Il y a eu manifestement la tentation du report. L’opposition supposée du Président du Sénat a vraisemblablement fait reculer l’exécutif. Un report eut été vraisemblablement le déclencheur d’un imbroglio institutionnel aux effets particulièrement corrosifs dans l’opinion qui n’aurait pas compris que l’on prenne cette décision à presque moins de trois jours du scrutin. Le Président a dit avoir pris sa décision en s’appuyant sur l’expertise des scientifiques. Il s’en remet à ces derniers pour justifier sa position (mais les scientifiques ne sont pas forcément tous d’accord entre eux...). La réalité c’est que c’est sans doute le tir de barrage des oppositions qu’eut suscité cette décision qui l’a sans doute amené à maintenir la date des échéances. Démocratiquement c’est plutôt sage ; sanitairement le problème semble moindre à partir du moment où nombre d’écoles servant de bureaux de vote seront fermées lundi ; mais seul l’avenir dira si en matière de santé publique il s’agit d’une initiative opportune. Ce qui est sûr pour la circonstance c’est que l’exécutif n’a pas pu ou voulu avoir une interprétation maximale du principe de précaution.

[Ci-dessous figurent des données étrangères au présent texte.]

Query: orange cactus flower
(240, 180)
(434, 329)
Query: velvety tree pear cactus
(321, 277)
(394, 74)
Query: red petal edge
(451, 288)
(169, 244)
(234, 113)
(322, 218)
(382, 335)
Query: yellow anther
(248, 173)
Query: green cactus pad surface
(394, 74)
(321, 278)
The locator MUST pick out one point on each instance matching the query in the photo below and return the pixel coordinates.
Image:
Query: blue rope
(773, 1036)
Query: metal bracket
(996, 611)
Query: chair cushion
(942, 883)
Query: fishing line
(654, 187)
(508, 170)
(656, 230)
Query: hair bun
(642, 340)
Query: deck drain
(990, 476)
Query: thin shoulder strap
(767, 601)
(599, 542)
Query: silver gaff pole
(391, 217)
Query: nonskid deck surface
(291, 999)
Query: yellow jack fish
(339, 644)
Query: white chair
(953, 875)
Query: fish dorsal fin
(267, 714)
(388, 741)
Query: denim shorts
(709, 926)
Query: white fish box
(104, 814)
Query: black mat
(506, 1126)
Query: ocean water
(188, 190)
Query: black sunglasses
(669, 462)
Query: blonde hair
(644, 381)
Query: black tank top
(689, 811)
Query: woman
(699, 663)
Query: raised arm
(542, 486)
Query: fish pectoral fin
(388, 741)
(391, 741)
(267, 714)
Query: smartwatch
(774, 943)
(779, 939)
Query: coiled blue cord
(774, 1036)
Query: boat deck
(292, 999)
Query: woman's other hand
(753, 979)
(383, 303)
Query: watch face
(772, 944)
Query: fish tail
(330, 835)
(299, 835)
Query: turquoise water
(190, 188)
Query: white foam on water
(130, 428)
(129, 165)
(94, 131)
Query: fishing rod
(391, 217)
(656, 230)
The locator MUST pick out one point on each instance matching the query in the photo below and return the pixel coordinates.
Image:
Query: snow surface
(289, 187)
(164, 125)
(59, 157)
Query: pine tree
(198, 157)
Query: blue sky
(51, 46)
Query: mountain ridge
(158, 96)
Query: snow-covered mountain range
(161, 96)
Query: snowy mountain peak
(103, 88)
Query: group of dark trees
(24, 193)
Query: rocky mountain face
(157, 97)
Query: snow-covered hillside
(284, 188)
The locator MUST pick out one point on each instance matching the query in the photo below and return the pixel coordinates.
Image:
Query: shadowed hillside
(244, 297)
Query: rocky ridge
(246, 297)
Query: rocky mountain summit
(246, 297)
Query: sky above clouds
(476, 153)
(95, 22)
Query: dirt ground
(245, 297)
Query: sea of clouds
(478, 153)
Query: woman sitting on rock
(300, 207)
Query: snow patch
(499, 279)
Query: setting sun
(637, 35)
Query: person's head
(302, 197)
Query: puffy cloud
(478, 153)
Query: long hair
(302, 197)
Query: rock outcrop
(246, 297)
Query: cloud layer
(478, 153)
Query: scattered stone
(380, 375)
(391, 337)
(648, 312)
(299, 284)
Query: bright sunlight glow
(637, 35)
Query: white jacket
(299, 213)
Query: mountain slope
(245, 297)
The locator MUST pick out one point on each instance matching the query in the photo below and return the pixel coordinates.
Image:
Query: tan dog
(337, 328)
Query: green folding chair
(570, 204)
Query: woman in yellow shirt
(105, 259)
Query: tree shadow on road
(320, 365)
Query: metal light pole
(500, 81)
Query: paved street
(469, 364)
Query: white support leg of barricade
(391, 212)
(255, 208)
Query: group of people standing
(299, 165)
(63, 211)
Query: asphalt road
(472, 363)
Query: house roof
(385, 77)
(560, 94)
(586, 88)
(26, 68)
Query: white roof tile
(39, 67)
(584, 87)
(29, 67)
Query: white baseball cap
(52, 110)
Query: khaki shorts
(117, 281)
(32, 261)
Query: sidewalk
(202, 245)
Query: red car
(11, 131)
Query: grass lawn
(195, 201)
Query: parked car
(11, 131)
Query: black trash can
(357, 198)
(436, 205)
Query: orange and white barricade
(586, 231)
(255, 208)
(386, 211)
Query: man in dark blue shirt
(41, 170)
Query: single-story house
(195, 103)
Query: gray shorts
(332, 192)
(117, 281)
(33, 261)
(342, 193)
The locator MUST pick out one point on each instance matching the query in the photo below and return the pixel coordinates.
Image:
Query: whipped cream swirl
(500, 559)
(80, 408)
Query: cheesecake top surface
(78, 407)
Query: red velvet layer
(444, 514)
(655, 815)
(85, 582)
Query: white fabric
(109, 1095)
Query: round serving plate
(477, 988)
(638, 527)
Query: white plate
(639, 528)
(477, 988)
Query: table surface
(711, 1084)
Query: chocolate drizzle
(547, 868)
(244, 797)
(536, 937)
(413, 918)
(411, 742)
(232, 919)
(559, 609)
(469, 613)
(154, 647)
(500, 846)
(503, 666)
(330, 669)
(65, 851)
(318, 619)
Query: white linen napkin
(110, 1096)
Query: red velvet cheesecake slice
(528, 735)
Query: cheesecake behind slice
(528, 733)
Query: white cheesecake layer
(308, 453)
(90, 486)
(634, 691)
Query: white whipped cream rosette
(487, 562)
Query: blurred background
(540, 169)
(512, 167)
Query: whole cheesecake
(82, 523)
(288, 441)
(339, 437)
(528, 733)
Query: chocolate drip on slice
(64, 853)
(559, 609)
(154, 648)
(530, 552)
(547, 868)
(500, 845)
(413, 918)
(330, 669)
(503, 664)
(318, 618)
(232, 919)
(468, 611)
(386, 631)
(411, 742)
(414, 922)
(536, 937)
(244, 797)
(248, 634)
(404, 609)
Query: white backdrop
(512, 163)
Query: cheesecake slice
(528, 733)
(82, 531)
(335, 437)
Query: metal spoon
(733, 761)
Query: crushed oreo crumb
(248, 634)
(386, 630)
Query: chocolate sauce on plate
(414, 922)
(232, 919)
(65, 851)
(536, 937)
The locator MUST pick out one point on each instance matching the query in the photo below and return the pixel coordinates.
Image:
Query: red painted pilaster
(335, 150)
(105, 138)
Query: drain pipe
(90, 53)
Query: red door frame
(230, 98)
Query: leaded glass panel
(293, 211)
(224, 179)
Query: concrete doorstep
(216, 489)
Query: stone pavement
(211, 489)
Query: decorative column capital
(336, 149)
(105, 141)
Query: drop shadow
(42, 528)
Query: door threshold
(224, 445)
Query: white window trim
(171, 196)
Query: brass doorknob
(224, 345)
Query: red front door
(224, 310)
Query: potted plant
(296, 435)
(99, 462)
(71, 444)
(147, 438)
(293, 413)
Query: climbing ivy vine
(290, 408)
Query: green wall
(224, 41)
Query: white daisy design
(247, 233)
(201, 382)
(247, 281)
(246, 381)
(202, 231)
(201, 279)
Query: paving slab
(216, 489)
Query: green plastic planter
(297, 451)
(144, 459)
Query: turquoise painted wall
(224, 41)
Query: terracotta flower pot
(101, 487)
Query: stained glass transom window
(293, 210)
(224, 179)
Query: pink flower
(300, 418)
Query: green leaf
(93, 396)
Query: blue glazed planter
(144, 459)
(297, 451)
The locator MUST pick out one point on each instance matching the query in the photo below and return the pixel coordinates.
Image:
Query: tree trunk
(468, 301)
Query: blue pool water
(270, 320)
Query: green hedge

Emmanuel Macron a promis en fin de discours une rupture avec notre modèle de développement. A quoi faut-il s'attendre ? 

C’est peut-être l’aspect le plus en rupture en matière de communication qu’il s’agit de retenir de l’adresse présidentielle. Le Président a comme métabolisé sémantiquement, tout au moins, les enseignements de la crise du coronavirus. Il s’est fait social, moins hyper-macroniste en quelque sorte, un tantinet solidariste, presque social-démocrate, à contre-emploi du prophète de la transformation qu’il entend être. Keynes était de retour d’une certaine manière mais en déléguant néanmoins au gouvernement et aux partenaires européens le soin de la mise en musique d’un plan de relance à l’échelle nationale pour le premier, à l’échelle de l’UE pour les seconds. Hollande est presque sorti de ce corps... Pour autant, une question demeure : comment relancer quand on s’éloigne toujours plus de la trajectoire budgétaire dont Macron se voulait le gardien sourcilleux  lors de sa campagne présidentielle ? Un “ en même temps " qui relève de l’écartèlement . Les mots risquent très vite d’être rattrapés par la réalité... et le coronavirus, dont la gestion est pour le Président une opportunité d’amodier son image, risque aussi de dévoiler la béance entre la communication prodigue en promesses et le champ des possibles.